В одной усадьбе под портиком горел огонь. Во дворе стоял мотоцикл, прямо на земле лежали одеяла. Ребят там было немного. Лагерь у них был вон в том лесу, пониже.
Баракка сказал, что позвал его, чтоб сообщить дурные вести. Есть доказательства, что Санта шпионка, что она руководила июньской облавой, что она выдала Национальный комитет освобождения в Ницце, раскрыла немцам, где партизанские склады, что ее записки передавали в фашио. Баракка, бухгалтер из Кунео, человек решительный, побывавший и в Африке, понапрасну слов не тратил… Его потом чернорубашечники все-таки схватили и повесили у своей казармы… Он сказал Нуто, что только одного не понимает — отчего Санта оборонялась вместе с ним до конца в ту ночь, когда была облава. «Должно быть, оттого, что ты уж очень ей по вкусу пришелся», — ответил Нуто, но сам он был в отчаянии, и голос у него дрожал. Баракка ему сказал, что Санта с кем только не путалась. Значит, и это было. Почуяв опасность, она нанесла свой последний удар — удрала и увела с собой двух лучших ребят. Теперь речь шла о том, чтоб схватить ее в Канелли. Был уже письменный приказ.

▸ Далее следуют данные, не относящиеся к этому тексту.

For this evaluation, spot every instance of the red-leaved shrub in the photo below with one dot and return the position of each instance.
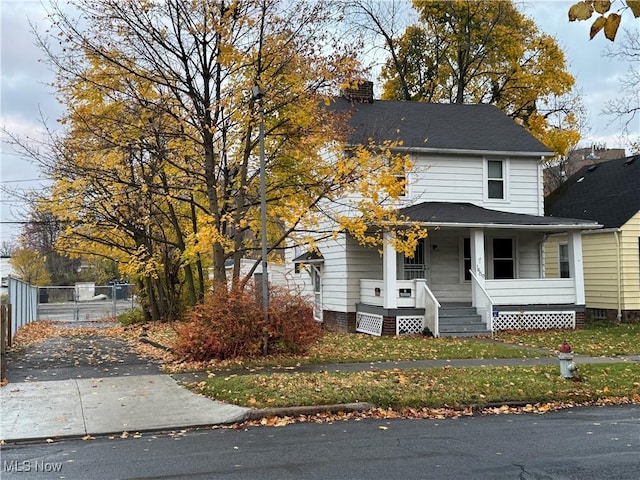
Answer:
(229, 323)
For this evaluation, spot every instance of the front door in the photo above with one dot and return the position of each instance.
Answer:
(418, 265)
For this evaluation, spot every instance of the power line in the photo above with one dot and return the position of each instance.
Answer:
(25, 180)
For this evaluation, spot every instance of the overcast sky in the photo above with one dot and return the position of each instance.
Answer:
(26, 98)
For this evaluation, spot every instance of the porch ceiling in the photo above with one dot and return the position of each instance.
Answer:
(448, 214)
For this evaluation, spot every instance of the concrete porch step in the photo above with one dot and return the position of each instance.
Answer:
(461, 321)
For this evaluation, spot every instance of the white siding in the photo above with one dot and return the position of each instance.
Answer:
(363, 263)
(461, 179)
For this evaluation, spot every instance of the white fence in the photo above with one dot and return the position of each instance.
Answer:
(23, 299)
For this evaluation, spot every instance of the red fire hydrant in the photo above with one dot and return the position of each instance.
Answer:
(565, 357)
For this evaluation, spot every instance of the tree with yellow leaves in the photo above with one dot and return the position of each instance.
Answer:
(465, 51)
(606, 20)
(158, 166)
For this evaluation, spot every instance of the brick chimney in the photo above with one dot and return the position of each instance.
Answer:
(362, 94)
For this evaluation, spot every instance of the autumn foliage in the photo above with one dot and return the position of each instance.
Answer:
(229, 323)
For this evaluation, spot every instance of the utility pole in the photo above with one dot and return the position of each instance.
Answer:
(258, 95)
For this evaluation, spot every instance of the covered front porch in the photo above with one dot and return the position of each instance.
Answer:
(496, 269)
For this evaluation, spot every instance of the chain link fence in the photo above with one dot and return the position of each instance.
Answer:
(85, 302)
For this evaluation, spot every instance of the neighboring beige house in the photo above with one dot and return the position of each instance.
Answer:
(608, 193)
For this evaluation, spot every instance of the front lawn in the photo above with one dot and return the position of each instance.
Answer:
(438, 387)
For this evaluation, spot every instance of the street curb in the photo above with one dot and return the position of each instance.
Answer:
(259, 413)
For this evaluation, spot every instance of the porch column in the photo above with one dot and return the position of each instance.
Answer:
(389, 272)
(477, 261)
(576, 270)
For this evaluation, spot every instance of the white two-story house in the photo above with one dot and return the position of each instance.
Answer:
(476, 185)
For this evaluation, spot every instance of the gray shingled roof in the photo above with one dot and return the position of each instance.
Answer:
(438, 126)
(608, 192)
(446, 213)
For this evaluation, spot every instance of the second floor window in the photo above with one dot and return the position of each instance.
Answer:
(563, 260)
(495, 179)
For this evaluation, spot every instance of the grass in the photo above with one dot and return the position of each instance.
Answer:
(356, 348)
(452, 387)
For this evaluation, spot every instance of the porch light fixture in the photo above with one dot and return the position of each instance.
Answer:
(258, 94)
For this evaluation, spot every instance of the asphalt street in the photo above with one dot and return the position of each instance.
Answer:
(573, 444)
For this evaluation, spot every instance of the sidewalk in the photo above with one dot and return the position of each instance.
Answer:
(109, 391)
(102, 406)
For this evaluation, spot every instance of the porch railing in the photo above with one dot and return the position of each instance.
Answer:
(483, 302)
(531, 291)
(431, 311)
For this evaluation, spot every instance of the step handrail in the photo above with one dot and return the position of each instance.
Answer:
(484, 305)
(431, 312)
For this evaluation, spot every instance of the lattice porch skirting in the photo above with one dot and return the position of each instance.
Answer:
(534, 320)
(370, 323)
(410, 325)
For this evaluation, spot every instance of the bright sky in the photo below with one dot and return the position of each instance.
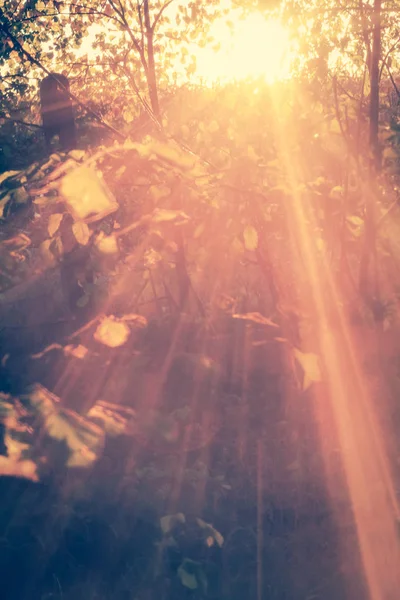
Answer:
(258, 47)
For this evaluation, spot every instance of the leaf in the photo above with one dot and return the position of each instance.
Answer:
(112, 332)
(133, 319)
(250, 236)
(83, 438)
(187, 579)
(3, 203)
(173, 154)
(169, 522)
(107, 244)
(158, 192)
(114, 419)
(7, 175)
(161, 215)
(87, 195)
(255, 318)
(211, 532)
(54, 223)
(18, 468)
(78, 351)
(81, 232)
(310, 364)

— Баракка продержал меня здесь, в горах, трое суток — то ли хотел мне душу излить в разговорах о Санте, то ли опасался, как бы я не встрял в это дело. Однажды утром Санту привели партизаны. Теперь на ней не было куртки и брюк, которые она носила все эти месяцы. Из Канелли она выбралась в светлом летнем платье. Когда партизаны задержали ее на холме Гаминелла, Санта сделала вид, будто с луны свалилась. Она, мол, принесла с собой сведения о новых фашистских приказах. Но ей ничто не помогло. Баракка при всех предъявил ей счет — сколько дезертировало по ее наущению, сколько складов мы потеряли, сколько ребят из-за нее погибло. Санта слушала, сидя на стуле, — отвечать ей было нечего. Она глядела на меня своими обиженными глазами, старалась встретиться со мной взглядом… Тогда Баракка объявил ей приговор и велел двоим вывести ее. Казалось, ребята были поражены больше самой Санты. Они всегда видели ее в перетянутой ремнем куртке и не могли привыкнуть к тому, что теперь у них в руках женщина в светлом платье. Они вывели ее из дому. На пороге она обернулась, пристально взглянула на меня и скорчила гримасу, как девочка… Но со двора попыталась бежать. Мы услышали крик, топот ног и очередь из автомата, которая, казалось, никогда не кончится. Вышли и мы — она лежала на траве под акациями.